I wholeheartedly agree, and plan to spend the afternoon reconnecting the various bands, broad and otherwise, to my Criminal Command Center. I'm making sure my network is teenager-proof from now on, and I'll set my password to something like 'Electric Light Orchestra' to make sure they can never crack it.
Lessons Learned:
Secure Your Wireless: Naming your network 'Oi! Unhand my shit!' is apparently not enough.
Push The Cops to Do Your Bidding: On Monday, a friend told me, 'In Scandinavia, the police won't do anything unless you make them do it.' Since then, I've called the Hvidovre Police every morning, serving up a jumbalaya of pleas, righteous half-truths ('I work from home!)' and requests for managers in an attempt to kick-start their IT department. I was always nice during these calls, but the whole world knows that there is nothing more obnoxious than a 1.5-lingual American calling you all the time. Even invoking the spectre of our customer-servicely wrath tends to get things moving.
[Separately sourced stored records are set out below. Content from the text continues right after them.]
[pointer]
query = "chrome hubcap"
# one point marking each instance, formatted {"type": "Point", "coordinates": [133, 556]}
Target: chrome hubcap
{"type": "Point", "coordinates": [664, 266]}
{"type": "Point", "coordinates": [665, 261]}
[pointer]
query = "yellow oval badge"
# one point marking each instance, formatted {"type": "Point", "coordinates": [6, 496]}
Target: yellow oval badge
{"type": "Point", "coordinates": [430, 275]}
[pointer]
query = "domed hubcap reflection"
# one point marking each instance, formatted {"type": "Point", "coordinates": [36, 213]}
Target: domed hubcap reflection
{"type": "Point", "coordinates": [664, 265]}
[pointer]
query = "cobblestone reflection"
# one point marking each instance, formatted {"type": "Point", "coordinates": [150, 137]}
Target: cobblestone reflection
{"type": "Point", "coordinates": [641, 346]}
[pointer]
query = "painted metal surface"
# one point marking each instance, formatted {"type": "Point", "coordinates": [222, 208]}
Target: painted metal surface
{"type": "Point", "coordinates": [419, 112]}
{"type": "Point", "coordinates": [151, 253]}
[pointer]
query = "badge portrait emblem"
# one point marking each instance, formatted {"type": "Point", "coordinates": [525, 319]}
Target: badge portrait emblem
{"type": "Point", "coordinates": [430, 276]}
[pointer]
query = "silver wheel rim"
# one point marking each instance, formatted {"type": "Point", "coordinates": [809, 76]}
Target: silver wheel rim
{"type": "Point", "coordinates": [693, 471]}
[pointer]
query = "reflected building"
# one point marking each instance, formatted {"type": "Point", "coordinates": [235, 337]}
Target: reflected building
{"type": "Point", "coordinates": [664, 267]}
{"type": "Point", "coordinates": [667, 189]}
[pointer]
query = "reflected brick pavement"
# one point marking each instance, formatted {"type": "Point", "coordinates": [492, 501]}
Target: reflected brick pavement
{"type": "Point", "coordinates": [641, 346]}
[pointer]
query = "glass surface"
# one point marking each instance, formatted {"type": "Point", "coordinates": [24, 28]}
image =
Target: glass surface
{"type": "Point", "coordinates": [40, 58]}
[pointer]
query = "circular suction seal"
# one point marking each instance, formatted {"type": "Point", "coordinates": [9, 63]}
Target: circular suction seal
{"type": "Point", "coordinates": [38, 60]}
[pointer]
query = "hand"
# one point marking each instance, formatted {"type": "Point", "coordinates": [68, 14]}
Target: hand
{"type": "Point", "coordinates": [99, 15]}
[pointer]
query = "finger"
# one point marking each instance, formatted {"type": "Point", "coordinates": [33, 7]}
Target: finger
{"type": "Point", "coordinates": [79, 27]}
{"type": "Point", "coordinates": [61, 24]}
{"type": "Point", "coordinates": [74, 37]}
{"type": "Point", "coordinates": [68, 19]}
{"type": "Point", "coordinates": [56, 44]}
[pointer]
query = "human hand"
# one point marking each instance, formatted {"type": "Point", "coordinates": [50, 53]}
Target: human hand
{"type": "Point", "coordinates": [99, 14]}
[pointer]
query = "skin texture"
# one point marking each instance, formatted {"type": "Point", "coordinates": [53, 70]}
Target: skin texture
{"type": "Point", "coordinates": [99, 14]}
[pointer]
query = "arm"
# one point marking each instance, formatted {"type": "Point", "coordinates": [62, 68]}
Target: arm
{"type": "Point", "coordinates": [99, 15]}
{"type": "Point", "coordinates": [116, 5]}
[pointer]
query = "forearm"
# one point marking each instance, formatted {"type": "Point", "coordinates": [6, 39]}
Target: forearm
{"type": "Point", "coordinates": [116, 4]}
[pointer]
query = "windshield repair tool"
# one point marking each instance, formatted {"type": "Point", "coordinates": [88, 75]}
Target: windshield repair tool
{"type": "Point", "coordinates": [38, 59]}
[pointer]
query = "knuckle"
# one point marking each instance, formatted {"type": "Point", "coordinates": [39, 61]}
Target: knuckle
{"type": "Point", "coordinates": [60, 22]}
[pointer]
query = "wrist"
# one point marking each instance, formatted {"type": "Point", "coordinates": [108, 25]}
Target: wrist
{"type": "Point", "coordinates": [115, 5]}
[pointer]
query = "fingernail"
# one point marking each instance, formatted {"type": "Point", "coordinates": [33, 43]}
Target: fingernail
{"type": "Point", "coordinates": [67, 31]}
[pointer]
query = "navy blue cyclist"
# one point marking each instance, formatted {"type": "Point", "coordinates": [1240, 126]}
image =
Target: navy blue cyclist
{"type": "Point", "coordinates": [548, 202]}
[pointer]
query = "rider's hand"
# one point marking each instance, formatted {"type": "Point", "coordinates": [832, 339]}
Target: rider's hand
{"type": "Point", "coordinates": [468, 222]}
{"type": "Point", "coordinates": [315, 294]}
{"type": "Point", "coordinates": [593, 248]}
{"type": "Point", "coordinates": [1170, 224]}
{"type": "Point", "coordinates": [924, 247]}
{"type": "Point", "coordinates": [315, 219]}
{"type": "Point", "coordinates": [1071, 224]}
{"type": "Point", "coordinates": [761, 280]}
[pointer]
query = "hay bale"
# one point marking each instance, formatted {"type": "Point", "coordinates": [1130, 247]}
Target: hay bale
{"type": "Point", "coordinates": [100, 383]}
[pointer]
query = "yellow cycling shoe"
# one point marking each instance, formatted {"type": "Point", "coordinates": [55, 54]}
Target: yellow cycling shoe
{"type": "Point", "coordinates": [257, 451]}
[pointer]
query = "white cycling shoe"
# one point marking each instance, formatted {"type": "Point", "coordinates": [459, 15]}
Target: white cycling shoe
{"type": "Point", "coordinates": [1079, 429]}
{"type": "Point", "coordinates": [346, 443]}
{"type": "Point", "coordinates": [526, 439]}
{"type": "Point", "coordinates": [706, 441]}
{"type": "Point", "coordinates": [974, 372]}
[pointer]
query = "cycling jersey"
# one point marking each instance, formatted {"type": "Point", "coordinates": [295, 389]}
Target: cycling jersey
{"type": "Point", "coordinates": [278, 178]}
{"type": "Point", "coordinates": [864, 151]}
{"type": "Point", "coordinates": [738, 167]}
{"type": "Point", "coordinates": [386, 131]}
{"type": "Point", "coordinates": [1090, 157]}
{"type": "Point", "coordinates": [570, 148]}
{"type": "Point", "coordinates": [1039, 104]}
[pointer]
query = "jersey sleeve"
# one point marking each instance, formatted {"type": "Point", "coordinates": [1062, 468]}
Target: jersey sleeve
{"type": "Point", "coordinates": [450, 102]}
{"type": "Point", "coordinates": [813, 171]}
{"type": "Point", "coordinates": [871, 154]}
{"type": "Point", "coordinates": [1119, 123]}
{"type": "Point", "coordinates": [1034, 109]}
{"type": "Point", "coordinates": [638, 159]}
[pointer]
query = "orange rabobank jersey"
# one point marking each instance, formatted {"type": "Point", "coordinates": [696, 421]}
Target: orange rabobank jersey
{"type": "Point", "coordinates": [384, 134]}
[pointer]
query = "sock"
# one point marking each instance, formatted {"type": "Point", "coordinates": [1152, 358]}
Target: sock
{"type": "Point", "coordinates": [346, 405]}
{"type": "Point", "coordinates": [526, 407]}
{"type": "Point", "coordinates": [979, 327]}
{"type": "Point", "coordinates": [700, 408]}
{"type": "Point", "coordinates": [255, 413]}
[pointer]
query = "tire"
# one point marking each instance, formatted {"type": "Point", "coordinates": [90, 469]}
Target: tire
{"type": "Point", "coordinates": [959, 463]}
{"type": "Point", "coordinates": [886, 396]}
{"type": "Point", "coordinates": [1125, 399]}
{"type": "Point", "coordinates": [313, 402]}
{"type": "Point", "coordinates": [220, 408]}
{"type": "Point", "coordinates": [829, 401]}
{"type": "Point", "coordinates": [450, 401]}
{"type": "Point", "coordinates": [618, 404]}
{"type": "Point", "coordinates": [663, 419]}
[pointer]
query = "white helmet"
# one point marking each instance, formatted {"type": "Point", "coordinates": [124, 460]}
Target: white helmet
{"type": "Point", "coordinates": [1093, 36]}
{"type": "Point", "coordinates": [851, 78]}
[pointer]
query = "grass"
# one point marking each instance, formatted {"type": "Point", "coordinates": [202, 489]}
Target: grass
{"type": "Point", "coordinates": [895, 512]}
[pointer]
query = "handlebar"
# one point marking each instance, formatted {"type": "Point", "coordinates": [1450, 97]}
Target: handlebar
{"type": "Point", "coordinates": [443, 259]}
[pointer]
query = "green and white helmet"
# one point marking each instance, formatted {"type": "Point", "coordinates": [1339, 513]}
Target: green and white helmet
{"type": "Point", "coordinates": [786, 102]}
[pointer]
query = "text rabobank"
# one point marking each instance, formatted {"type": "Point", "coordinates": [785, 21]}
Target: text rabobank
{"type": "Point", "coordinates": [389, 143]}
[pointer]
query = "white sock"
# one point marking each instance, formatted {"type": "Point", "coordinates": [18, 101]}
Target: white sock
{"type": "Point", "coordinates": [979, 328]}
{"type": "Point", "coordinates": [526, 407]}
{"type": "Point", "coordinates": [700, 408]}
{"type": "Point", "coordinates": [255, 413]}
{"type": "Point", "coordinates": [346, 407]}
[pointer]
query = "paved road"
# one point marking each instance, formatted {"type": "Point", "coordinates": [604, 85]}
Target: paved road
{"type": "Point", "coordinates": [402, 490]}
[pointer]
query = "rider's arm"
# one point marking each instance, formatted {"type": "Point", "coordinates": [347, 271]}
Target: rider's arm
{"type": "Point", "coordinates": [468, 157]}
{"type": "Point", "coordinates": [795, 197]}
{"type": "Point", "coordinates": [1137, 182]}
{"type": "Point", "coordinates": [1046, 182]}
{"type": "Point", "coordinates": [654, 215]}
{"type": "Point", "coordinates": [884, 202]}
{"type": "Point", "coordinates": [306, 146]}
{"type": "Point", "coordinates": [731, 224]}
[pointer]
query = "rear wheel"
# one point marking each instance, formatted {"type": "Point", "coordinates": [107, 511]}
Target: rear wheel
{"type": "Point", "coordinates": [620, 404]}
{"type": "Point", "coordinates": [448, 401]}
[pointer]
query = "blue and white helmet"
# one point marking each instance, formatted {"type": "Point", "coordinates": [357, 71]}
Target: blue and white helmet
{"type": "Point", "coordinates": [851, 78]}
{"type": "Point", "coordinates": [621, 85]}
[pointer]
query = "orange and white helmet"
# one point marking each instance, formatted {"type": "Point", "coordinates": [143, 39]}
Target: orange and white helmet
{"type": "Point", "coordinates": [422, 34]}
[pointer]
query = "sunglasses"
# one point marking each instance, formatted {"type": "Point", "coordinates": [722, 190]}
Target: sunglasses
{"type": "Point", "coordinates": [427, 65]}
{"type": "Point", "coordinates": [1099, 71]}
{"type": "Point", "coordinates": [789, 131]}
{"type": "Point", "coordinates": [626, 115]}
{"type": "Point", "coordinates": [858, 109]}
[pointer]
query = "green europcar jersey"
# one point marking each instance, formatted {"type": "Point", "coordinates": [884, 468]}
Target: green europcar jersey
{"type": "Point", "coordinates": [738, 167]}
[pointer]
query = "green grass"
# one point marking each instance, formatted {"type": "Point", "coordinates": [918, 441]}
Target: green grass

It's Not All Bad: Yes, the Danish police de-Internetted me for 10 days. But they also found my stolen wallet last week, sans cash, and sent it back to me. And once helped me up when I drunkenly Howard Hughes'd into a wall on my bike. And let me off the hook sometimes. This whole incident was the universe correcting my cop-karma.
Seriously, Secure Your Frapping Wireless: For Hell, I'm not gonna forget this one anytime soon.
Comments
Wow, I thought that loot was lost and gone forever!